Выбрать главу

Другие вариации, как правило, принципиально не отличаются от канонической. Правда, в записях Александра Варди после упоминания о «фраере в галстуке атласном» встречается редкий куплет:

Мне не надо фраеров поганых, На тебя мне тоже наплевать. В этот день на площади на главной Будет вся страна меня встречать.

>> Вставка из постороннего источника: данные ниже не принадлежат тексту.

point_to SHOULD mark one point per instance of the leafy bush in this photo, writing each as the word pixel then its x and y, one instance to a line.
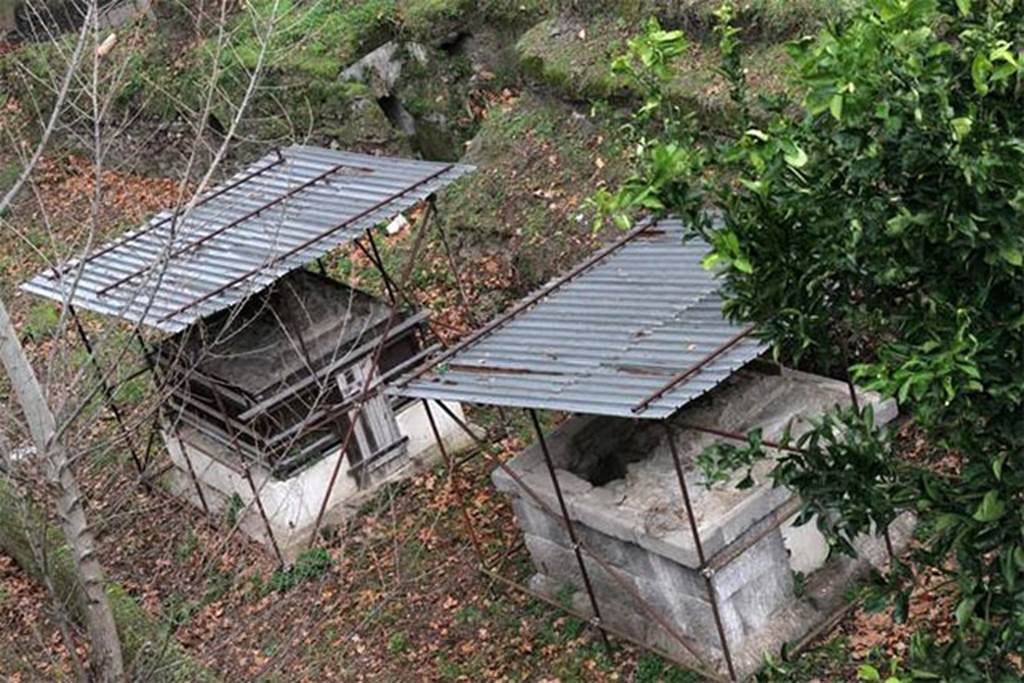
pixel 879 235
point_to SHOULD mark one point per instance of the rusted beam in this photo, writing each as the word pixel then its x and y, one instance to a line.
pixel 304 245
pixel 685 375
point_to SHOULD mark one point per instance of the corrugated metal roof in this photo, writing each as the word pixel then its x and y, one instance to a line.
pixel 637 332
pixel 281 213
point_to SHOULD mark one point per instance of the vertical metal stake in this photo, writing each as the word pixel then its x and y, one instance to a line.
pixel 108 391
pixel 570 527
pixel 247 471
pixel 467 520
pixel 712 595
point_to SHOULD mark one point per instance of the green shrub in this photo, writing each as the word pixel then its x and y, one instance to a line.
pixel 880 235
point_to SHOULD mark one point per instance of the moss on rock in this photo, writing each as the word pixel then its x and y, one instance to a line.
pixel 523 212
pixel 572 58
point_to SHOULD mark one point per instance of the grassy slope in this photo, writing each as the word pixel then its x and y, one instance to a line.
pixel 520 219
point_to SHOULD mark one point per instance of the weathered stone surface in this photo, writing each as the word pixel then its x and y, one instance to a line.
pixel 637 521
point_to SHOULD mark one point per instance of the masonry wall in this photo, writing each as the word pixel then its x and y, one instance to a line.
pixel 631 513
pixel 292 505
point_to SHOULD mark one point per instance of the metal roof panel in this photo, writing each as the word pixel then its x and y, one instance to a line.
pixel 636 332
pixel 282 212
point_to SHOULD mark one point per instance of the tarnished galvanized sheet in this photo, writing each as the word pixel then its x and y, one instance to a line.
pixel 283 212
pixel 637 334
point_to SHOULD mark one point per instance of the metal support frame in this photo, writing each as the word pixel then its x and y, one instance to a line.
pixel 685 375
pixel 247 471
pixel 108 390
pixel 615 575
pixel 456 486
pixel 570 527
pixel 365 391
pixel 304 245
pixel 224 228
pixel 706 571
pixel 489 328
pixel 173 217
pixel 379 261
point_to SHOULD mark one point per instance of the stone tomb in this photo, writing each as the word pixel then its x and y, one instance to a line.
pixel 623 494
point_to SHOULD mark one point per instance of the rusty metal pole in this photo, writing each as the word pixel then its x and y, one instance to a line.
pixel 151 365
pixel 247 471
pixel 570 527
pixel 706 571
pixel 365 390
pixel 379 262
pixel 624 585
pixel 456 488
pixel 107 389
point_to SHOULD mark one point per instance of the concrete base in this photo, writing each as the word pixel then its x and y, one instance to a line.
pixel 623 495
pixel 292 505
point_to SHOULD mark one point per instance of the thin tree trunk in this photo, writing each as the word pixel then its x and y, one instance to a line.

И вообще дописок к блатной фронтовой песне встречается немало. Например, в ярославской газете «Золотое кольцо» от 19 марта 2003 года читательница Н. М. Иодаева к традиционным куплетам добавляет новые, в стилистике городского мещанского романса:

Хочется к груди твоей прижаться, Хочется обнять, поцеловать, Хочется навек с тобой остаться, Хочется так плакать и рыдать.
За прошлое меня ты упрекаешь. Но прошлое, поверь, так далеко. Я тебя люблю, но ты не знаешь, Но поверь, мне тоже нелегко.

Есть и совсем экзотические версии — например, вариант под названием «Каштаны Сингапура», помещённый в сборнике «Песенник эмигранта»:

Где цветут каштаны Сингапура, Берегами воет океан, Там сидит шпана на львиной шкуре, Пьёт коньяк под хохот обезьян.
Первого меня ты полюбила, Первого меня под суд дала, Первого меня ты разлюбила, Но забыть, как видишь, не смогла.
И теперь в окопе сером, узком, Прижимая к сердцу автомат, Вспоминает шёлковую блузку Бывший урка, а теперь солдат.
Может, фраер в галстучке атласном Ротик твой целует у ворот, Но, судьба, смеёшься ты напрасно, Урка все равно домой придёт.
Он войдёт в твой дом не по закону, С орденами на блатной груди. И тогда на киевском вокзале, Ты меня, дешёвая, не жди.

Здесь первый куплет, разумеется, представляет собой перепев «Магнолии» Александра Вертинского, созданной в 1931 году:

В опаловом и лунном Сингапуре, в бури, Когда под ветром ломится банан, Вы грезите всю ночь на жёлтой шкуре, Под вопли обезьян…

В третьем куплете — не менее отчётливая аллюзия. Обратимся к известной песне «Девушка из Нагасаки» Веры Инбер:

И в те часы, когда ревёт гроза, Иль в тихие часы на полубаке Он вспоминает узкие глаза И бредит девушкой из Нагасаки.
Коралл, рубины алые, как кровь, И шёлковую блузку цвета хаки, И дикую, и нежную любовь Везёт он девушке из Нагасаки.

Появление такой версии вполне объяснимо: блатной мир обожал песенный репертуар с экзотическими сюжетами («На корабле матросы ходят хмуро», «В нашу гавань заходили корабли», «Есть в Батавии маленький дом», «В далёком Ревеле погасли огоньки» и т. д.), а «Девушка из Нагасаки», судя по всему, была уличным шлягером. Напомним, что возрождению его популярности способствовал своим исполнением в начале 60-х годов прошлого века Владимир Высоцкий, который черпал свой репертуар тех лет из уличного фольклора.

Любопытен в этой связи и рассказ Валерия Приёмыхова. Актёр вспоминал, как на съёмках одного из фильмов нужно было исполнить какую-нибудь «классическую» уркаганскую песню. Съёмочная группа отправилась в Бутырскую тюрьму. Приёмыхова с товарищами провели по камерам, где он беседовал с арестантами. Каково же было удивление артиста: никто из обитателей не знал ни одной настоящей лагерной песни! Пели в основном Высоцкого, Розенбаума или низкопробную шансонную «блатоту». Лишь в одной из камер старый сиделец исполнил, путаясь и сбиваясь, «блатной фольклор» — «Девушку из Нагасаки»…

«Вышка» отменяется, или Загадка «блатных орденов»

Но всё это, повторим, не помогает нам определить времени создания песни об урке-солдате. Есть, однако, другая зацепка — блатная песня «Письмо подруге»:

Шлю тебе, моя голубоглазая, Может быть, последнее письмо. Никому о нём ты не рассказывай — Для тебя написано оно.
Помнишь, как судили нас с ребятами В маленьком и грязном нарсуде? Я всё время публику оглядывал, Но тебя не видел я нигде.